Here’s the good news: I think that, historically speaking, Obama will prove an outlier in his foreign policy. That is, I think that unless it’s either Rand Paul or Bernie Sanders – both of whom are quite unlikely – the next President will re-think much of what Obama has done to reduce the U.S. footprint around the world. I think that the Iran nuclear deal, which lacks support in Congress and around the country and doesn’t even carry the force of law, is on the table for serious review. So, too, are Obama’s efforts to work closely with Russia’s ruthless strongman, Vladimir Putin. And, of course, I’m quite sure that the next President will work hard to restore warm relations with our most important ally in the Middle East and the region’s lone democracy – Israel.

RK: In your book, you do not mention Truman’s recognition of Israel in 1948. Was Vandenberg involved in any way?

LJH: Vandenberg played a useful behind the scenes role. As you know, the leading actors in that drama were – in the White House – President Truman, Counsel Clark Clifford, and a handful of other key aides and – at the State Department – Secretary George C. Marshall and a cadre of anti-Zionist, if not anti-Semitic, aides. Over the strong objection of such influential State Department aides as Loy Henderson, Truman strongly supported the establishment of a Jewish state. He also surprised his own State Department as well as the U.S. representatives at the United Nations by recognizing Israel just 11 minutes after its creation.

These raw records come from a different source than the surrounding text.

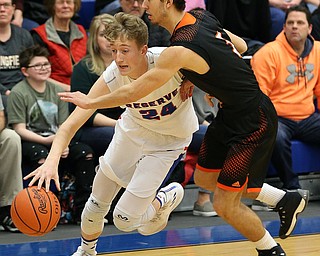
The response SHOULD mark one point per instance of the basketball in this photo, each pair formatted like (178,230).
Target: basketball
(35,212)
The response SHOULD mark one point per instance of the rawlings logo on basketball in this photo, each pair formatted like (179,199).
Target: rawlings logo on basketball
(42,201)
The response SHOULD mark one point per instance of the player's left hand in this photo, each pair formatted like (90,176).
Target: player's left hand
(186,89)
(78,98)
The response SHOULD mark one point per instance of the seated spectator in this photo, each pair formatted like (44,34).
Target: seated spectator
(243,18)
(98,130)
(30,14)
(13,40)
(65,40)
(287,70)
(10,171)
(106,6)
(35,112)
(158,36)
(315,20)
(18,13)
(278,9)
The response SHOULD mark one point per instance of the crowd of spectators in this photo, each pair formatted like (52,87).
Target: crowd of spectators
(72,59)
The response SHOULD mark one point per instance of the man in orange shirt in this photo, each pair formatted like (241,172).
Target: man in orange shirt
(287,70)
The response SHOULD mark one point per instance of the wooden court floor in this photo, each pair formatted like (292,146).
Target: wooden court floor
(308,245)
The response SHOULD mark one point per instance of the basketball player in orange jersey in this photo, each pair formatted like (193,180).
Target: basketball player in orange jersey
(237,147)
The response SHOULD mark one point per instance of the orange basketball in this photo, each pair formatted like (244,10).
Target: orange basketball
(35,212)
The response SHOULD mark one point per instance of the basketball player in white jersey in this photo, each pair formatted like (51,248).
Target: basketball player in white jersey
(150,135)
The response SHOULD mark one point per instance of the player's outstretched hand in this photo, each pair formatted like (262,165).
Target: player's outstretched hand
(44,173)
(186,89)
(78,98)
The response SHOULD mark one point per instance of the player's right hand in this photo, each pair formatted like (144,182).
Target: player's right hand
(44,174)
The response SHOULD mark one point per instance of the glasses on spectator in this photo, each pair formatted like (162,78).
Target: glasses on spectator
(133,1)
(6,5)
(68,2)
(40,66)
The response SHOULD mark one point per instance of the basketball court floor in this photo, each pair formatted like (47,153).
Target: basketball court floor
(185,235)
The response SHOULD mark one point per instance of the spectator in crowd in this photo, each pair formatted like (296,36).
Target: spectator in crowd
(243,18)
(98,130)
(65,40)
(35,112)
(278,9)
(315,20)
(18,13)
(13,40)
(158,36)
(288,72)
(105,6)
(30,14)
(10,171)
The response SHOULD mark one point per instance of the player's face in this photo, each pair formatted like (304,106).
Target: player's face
(103,43)
(39,69)
(130,59)
(297,27)
(155,10)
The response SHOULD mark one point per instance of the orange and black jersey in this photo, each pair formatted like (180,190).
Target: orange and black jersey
(229,79)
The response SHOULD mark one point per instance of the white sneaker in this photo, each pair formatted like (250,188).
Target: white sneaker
(172,195)
(81,252)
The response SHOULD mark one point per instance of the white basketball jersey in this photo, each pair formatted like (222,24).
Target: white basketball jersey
(161,111)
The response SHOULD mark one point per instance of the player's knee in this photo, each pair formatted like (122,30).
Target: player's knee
(125,221)
(92,218)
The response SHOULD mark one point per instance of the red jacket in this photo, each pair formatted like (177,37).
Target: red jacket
(62,58)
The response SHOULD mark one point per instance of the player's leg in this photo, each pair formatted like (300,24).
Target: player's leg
(141,205)
(92,219)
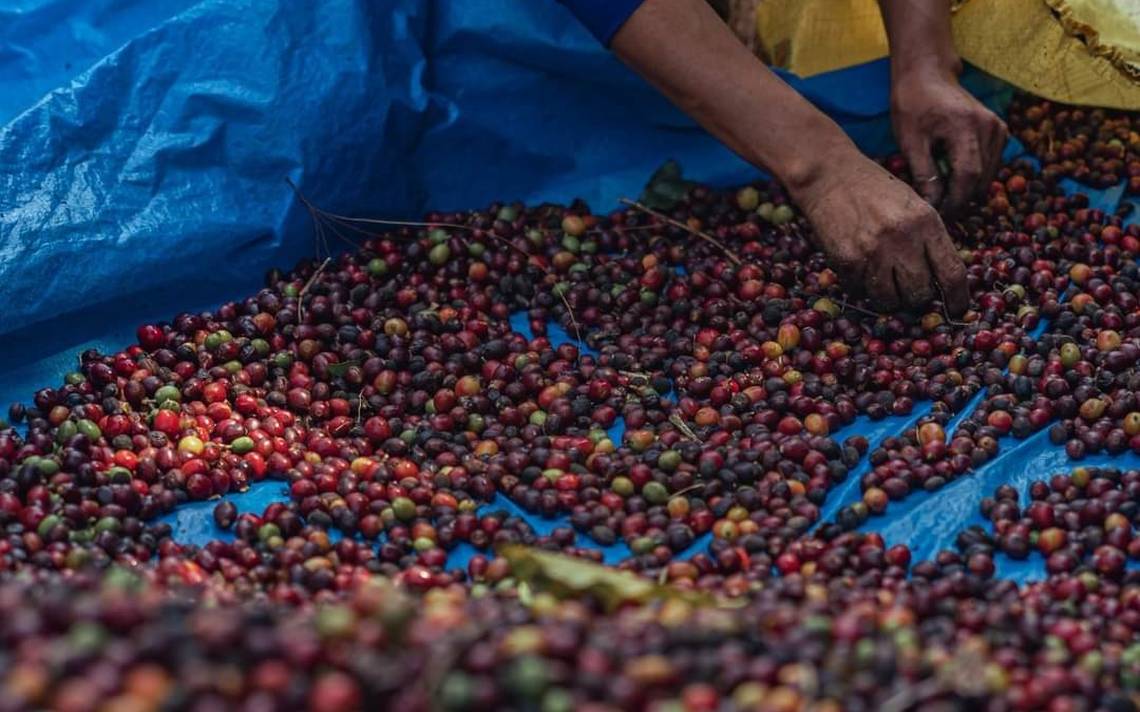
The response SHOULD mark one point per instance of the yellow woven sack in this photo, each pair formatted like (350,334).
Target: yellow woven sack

While Truman was battling the State Department and formulating his position, Vandenberg was pressing Truman to support the plan of a special United Nations committee that called for partitioning Palestine into two states – one for Jews and a second for Arabs. He reached out to his influential Senate Republican colleague, Robert Taft, to craft a Senate Republican position in favor of the U.N. plan.

So, yes, Vandenberg was helpful.

LAWRENCE J. HAAS, A FORMER SENIOR WHITE HOUSE OFFICIAL AND AWARD-WINNING JOURNALIST, IS SENIOR FELLOW FOR U.S. FOREIGN POLICY AT THE AMERICAN FOREIGN POLICY COUNCIL.